ETF outflows have dominated the recent narrative around Bitcoin’s weakness, but a quieter shift in corporate demand is also weighing on the market.
Bitcoin has effectively lost support from two major sources of buying pressure.
While heavy redemptions from spot ETFs are widely cited as a key driver of the recent decline, less attention has been paid to the sharp slowdown in purchases from digital asset treasury (DAT) firms—companies that accumulate Bitcoin as part of their corporate balance sheet strategy.
Analysts at Glassnode note that as Bitcoin fell from the mid-$70,000 range toward $60,000, net inflows from corporate treasury buyers dropped sharply. Daily accumulation has slowed to a fraction of the levels seen in recent months.
Although these firms remain net buyers overall, the pullback suggests growing caution within the cohort, removing an important marginal source of demand at a time when broader sentiment is already fragile.

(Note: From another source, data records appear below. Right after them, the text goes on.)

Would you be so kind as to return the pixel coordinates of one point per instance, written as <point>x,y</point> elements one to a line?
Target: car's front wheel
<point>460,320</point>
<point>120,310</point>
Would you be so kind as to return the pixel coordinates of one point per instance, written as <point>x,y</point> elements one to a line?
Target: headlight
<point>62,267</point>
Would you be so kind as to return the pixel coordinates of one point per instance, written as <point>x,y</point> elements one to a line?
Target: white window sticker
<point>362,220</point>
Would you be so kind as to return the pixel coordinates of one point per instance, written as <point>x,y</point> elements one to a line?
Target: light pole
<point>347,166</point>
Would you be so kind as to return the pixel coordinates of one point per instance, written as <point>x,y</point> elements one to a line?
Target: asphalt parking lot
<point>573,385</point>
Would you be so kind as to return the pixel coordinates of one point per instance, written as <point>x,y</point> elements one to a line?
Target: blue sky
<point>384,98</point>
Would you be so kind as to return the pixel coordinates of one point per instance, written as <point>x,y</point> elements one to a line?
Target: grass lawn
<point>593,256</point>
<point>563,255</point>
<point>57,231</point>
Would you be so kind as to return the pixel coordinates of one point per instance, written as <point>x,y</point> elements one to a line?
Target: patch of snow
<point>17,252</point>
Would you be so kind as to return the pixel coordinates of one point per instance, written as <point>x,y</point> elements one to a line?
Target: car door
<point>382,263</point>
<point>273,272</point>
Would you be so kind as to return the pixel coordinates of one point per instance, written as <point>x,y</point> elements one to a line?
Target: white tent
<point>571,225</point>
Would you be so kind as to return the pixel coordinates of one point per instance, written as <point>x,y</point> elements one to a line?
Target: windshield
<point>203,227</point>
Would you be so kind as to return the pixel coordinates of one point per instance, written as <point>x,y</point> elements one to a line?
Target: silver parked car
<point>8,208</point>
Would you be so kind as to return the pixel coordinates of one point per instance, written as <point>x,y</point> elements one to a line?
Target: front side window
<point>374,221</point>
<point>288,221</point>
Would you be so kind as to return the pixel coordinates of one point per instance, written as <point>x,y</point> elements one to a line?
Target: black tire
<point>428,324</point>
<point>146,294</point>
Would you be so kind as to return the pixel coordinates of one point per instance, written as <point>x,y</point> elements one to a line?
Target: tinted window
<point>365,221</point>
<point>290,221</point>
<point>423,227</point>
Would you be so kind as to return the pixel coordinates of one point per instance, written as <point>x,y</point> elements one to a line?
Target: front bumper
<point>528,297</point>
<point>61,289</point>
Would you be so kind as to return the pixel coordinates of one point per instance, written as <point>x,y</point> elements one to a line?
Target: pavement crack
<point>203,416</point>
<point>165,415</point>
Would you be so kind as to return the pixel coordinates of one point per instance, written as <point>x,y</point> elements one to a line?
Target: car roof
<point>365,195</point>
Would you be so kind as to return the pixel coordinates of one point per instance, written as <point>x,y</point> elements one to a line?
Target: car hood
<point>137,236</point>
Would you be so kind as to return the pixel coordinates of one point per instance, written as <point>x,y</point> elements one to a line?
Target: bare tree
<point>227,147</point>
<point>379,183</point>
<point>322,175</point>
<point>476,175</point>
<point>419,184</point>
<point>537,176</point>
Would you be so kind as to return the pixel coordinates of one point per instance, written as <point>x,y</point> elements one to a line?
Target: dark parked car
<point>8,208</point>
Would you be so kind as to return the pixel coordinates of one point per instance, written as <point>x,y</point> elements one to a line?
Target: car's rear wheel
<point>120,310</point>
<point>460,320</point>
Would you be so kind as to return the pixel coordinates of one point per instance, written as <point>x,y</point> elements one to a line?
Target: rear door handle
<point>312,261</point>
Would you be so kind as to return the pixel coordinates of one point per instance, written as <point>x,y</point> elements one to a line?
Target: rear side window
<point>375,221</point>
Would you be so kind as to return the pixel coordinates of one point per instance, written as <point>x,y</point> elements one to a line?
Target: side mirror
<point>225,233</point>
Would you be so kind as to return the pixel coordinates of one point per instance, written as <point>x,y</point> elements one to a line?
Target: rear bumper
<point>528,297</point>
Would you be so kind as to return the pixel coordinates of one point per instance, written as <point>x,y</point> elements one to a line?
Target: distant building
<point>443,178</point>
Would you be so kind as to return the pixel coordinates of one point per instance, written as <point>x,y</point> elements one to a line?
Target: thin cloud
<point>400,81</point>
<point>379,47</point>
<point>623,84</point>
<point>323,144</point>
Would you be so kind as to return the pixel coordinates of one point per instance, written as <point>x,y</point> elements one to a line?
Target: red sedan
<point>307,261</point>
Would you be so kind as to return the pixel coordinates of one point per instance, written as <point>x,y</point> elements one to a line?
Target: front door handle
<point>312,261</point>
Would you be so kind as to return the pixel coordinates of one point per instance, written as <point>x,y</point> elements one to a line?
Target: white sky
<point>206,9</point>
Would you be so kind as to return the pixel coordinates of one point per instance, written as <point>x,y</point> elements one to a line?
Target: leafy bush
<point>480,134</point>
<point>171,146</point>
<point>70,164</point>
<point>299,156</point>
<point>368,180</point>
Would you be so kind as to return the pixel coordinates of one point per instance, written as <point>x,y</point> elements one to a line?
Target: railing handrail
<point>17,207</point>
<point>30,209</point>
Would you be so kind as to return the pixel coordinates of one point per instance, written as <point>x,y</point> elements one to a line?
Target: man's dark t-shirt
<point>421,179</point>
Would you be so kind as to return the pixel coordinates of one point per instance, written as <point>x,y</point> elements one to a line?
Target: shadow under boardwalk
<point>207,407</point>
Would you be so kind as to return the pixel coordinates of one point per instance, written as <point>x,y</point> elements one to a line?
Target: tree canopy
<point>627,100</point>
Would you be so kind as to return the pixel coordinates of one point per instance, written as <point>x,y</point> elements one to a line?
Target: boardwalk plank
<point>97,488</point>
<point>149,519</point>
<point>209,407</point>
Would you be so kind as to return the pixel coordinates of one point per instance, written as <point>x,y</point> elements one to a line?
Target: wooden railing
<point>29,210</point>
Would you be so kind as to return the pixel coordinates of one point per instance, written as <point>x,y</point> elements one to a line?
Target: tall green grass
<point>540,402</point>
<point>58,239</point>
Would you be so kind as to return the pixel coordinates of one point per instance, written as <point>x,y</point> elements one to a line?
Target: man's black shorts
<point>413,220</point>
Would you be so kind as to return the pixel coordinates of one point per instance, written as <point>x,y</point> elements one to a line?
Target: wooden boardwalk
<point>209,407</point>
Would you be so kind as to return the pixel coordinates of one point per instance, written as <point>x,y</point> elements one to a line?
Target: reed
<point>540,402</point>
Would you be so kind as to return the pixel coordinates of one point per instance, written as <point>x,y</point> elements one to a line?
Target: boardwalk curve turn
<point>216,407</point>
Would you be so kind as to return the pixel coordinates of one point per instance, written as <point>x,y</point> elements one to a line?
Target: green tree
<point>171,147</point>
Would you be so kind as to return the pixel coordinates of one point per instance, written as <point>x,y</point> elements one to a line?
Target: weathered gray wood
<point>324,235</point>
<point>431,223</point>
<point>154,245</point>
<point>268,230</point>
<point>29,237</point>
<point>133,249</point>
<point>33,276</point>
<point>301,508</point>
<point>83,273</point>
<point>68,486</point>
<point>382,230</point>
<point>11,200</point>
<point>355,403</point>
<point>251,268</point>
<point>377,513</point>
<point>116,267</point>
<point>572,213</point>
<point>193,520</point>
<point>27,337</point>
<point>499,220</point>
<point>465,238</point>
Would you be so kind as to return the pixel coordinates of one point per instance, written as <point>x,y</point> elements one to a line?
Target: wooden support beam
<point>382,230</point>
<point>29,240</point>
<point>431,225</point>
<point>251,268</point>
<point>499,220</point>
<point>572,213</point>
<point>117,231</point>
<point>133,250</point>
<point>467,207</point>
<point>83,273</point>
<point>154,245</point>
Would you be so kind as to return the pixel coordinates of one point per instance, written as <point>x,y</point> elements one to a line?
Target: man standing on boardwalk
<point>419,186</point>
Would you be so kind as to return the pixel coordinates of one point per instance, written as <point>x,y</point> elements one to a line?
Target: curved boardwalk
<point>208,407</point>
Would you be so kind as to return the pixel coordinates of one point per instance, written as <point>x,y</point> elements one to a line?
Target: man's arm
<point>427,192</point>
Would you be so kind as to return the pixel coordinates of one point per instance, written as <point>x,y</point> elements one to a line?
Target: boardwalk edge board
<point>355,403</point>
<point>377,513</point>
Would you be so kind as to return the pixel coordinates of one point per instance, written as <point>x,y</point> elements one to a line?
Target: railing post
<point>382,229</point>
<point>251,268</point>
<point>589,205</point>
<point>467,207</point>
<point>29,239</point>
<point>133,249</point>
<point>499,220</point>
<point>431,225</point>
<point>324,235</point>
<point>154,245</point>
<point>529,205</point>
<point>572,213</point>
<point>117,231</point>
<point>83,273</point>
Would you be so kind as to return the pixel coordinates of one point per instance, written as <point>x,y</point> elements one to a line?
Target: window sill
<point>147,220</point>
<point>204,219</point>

On-chain data shows that DAT inflows have largely dried up this month, marking a steep reversal from April and May, when several sessions recorded more than $500 million in daily corporate buying.
This collapse in demand helps explain the rapid slide from around $74,000 to below $60,000 last week.
Some market observers have also pointed to activity from Strategy, the largest publicly listed corporate Bitcoin holder, after it disclosed the sale of 32 BTC in late May. Although the firm later returned to the market with roughly $100 million in new purchases during the downturn, it was not enough to prevent further price weakness.
At the time of writing, Bitcoin was trading near $62,500.
At the same time, U.S.-listed spot Bitcoin ETFs continue to exert pressure on the market. The 11 funds recorded $213.85 million in net outflows on Wednesday alone, according to SoSoValue, extending a broader trend of persistent redemptions. Since the second week of May, total outflows have exceeded $5.72 billion, limiting the market’s ability to mount a sustained recovery.